Kerrin McEvoy stunned fans at Happy Valley on Wednesday night to lead all the way in the Longines International Jockeys' Championship as a despised outsider at his first appearance in the event, reports the Racing Post in Hong Kong. McEvoy became the first Australian to win the competition since Damien Oliver in 2003 and led home an Aussie quinella, with Zac Purton winning the final leg to claim the runner-up cheque for the second year running.

"I've never won one of these anywhere, so it's a really great thrill," said McEvoy, who pocketed HK$500,000 for the series win after striking early with an all-the-way victory on Home With Glory in the opening leg at 26-1, that he backed up with a second placing in leg two and that was enough to hold on and take the prize.
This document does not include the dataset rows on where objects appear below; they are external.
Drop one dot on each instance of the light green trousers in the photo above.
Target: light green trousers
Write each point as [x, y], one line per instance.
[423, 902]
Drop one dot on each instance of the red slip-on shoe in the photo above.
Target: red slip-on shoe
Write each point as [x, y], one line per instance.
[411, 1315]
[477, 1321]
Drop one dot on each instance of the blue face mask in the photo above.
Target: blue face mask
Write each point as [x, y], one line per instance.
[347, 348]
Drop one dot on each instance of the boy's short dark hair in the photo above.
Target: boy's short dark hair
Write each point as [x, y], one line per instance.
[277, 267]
"It has come out of the blue, too - I didn't come here expecting much from my rides but I managed to get one early, it was a low scoring night as it turned out and being clubhouse leader had its advantages. Anything can happen when you have a bit of luck at these competitions," said McEvoy.

Punters wagered a record HK$11.2 million on the championship before the opening leg before adding another HK$1.4 million in in-play wagers, and were equally sure they weren't expecting a lot from Darley Australia's number one jockey. He was a 45-1 shot to win the series and his 18 points was the lowest winning score since the series moved from a three-race to a four-race format in 2010.
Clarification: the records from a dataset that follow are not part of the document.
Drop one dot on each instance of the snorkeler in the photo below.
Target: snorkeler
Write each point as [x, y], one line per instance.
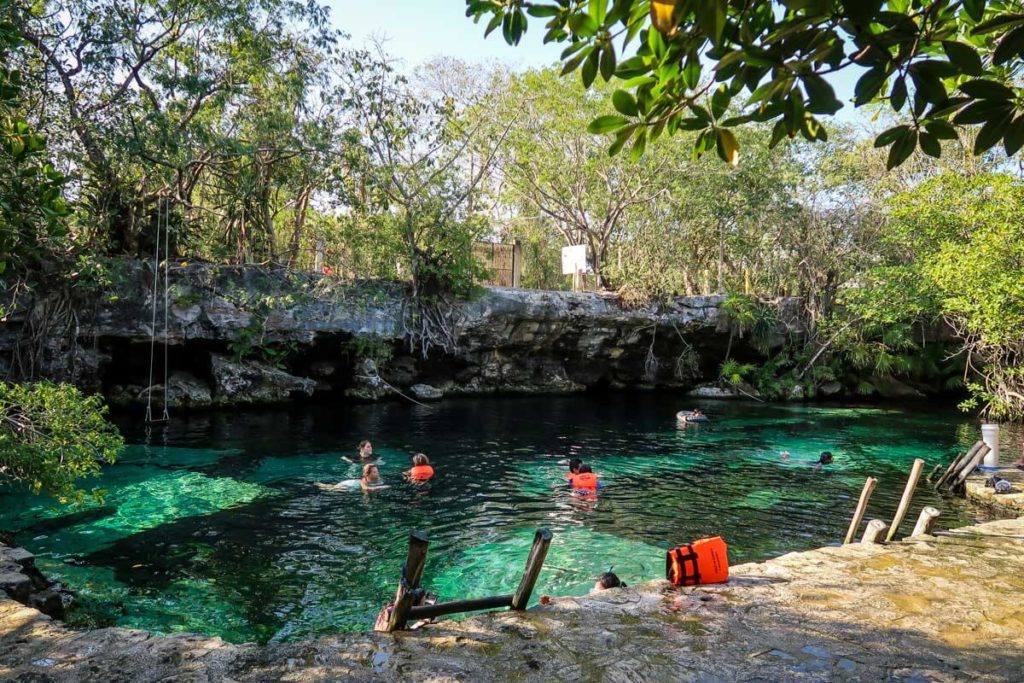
[421, 471]
[585, 479]
[824, 459]
[371, 480]
[366, 452]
For the fifth year in a row, the successful jockey in the first leg won the competition and for the third season running, the opening leg winner did the job from barrier to box like Joao Moreira on All The Winners in 2012 and Frankie Dettori on Travel Guide in 2011.

Rival jockeys politely let a positive beginning from McEvoy turn into total dictation of the pace on the Francis Lui Kin-wai-trained Home With Glory and a soft middle section saw him able to boot well clear on straightening with plenty in hand to hold off the finish of Suguru Hamanaka on the favourite Winning Mascot. Things were not as polite late in the run home, though, with Ryan Moore on Redwood Baby being carpeted by the stewards over interference in the last 100 metres as he grabbed third place.

Twelve months ago, trainer Peter Ho Leung had a major influence on the series when he provided three of the four winners and a second, and Lui looked to be following the same path when he led in the second leg of last night's series as well.

This time it was Christophe Soumillon who was able to find the front on Flying Chaparral and was never headed, but crucially McEvoy sneaked up the rail on Expectator to take second in the last 100m and earn the six points that took him clear on 18 but with what appeared to be poor prospects of adding more points with his final two rides.

He had spent his bullets and so had Lui and the complexion of the series changed in the third leg, as another all- the-way winner, this time the Caspar Fownes-trained Fun 'N' Games for Mirco Demuro, put the Italian into contention with one good mount left, while Purton managed to conjure an improved run from the disappointing Rocket Let Win for third, with his best ride to come.